When you referenced a conversation that had taken place between us a decade or so ago, regarding my weight and the fact that I could afford to eat the richer foods and instead chose to eat chicken and fish, I shot back at you that I would give you my eyes and you could give me your weight, for I could surely control the weight. You said “no deal”. That day in the bathroom at your condo in Banff when I dropped something on the floor, and you wanted to bend over and retrieve it because you knew instinctively how difficult it would be for me to locate it, I told you to just describe where the article was and I would find it, because for you to have to bend over was such a hardship. Once the article was retrieved, we looked at each other …. I remember I smiled in triumph that I had, with your help, found the item. Then you said the words that will forever ring in my ears and bring tears to my eyes and sting my heart … “I’ll take your eyes now, Katy”! Oh, my poor dear sister, like Christ you were asking for the ‘cup to be taken away from you’, and I could only take you in my arms and hold you feeling the despair of not being able to change these things for you.

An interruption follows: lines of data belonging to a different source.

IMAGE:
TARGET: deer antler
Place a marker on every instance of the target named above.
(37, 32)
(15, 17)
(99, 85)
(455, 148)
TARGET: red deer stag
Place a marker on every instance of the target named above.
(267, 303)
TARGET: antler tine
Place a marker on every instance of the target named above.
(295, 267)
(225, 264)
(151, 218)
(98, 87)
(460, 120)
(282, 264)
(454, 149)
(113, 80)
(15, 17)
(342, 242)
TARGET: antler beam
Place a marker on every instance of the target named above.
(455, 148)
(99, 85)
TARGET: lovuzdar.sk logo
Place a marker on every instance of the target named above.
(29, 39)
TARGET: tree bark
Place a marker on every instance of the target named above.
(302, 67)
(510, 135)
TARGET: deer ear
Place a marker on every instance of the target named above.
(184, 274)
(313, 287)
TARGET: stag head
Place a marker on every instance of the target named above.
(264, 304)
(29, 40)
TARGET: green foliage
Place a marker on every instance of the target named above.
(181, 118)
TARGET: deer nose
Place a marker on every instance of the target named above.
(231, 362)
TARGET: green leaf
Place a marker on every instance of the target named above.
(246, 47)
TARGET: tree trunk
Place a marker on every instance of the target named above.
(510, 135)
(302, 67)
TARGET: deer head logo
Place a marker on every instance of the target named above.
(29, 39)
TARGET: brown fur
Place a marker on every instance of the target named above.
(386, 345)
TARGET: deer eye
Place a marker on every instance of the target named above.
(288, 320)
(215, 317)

Brian, you and I, each week went through the ‘chaos’ of cancer and as desperately as we tried to out manoeuvre it, it took on such an aggressive position holding you captive from us. For every weapon you were given and the ensuing strength they each evoked, it was as if a force larger than all of us was determined to take you away. Perhaps it was not so much that you were being taken from us, but rather that your work here was finished, and there was another place you had to be. You often said, you didn’t have time for things, whatever they may have been. Perhaps you instinctively knew that you had to hurry, work hard and accomplish a great deal in a short time because there were bigger and better things waiting for you.

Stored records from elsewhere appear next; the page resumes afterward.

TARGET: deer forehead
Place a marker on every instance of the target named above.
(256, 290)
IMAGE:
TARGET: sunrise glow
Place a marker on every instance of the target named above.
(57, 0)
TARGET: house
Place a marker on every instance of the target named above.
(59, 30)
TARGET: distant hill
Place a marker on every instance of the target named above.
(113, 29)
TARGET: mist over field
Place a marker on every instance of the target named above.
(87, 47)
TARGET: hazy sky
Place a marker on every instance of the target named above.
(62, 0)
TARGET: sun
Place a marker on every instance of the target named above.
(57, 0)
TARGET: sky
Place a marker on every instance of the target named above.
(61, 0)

Bright shining star! Your light has not gone out. It shines brighter than it ever has, and will help to guide each of us one day. True to your ability to organize and look after things, you, like John the Baptist, have gone ahead to prepare the way for us. It is very hard to even try to contemplate life here without your shining presence, Nancy, but I am secure and ‘at peace’ somewhat knowing that as my brothers said, “nature abhors a vacuum” and in that there is the promise that here and now is just one of many steps we take on our personal journey. It was no accident that you were born … it was no accident that you left your mark on those who knew and loved you the most, and it is no accident that you left the party early. You were always the first one to bed, as I recall.

You remain, my darling sister, ever gentle on my mind! Until we meet again, dear Lady and baby sister, I will forever hold you close! I love you always!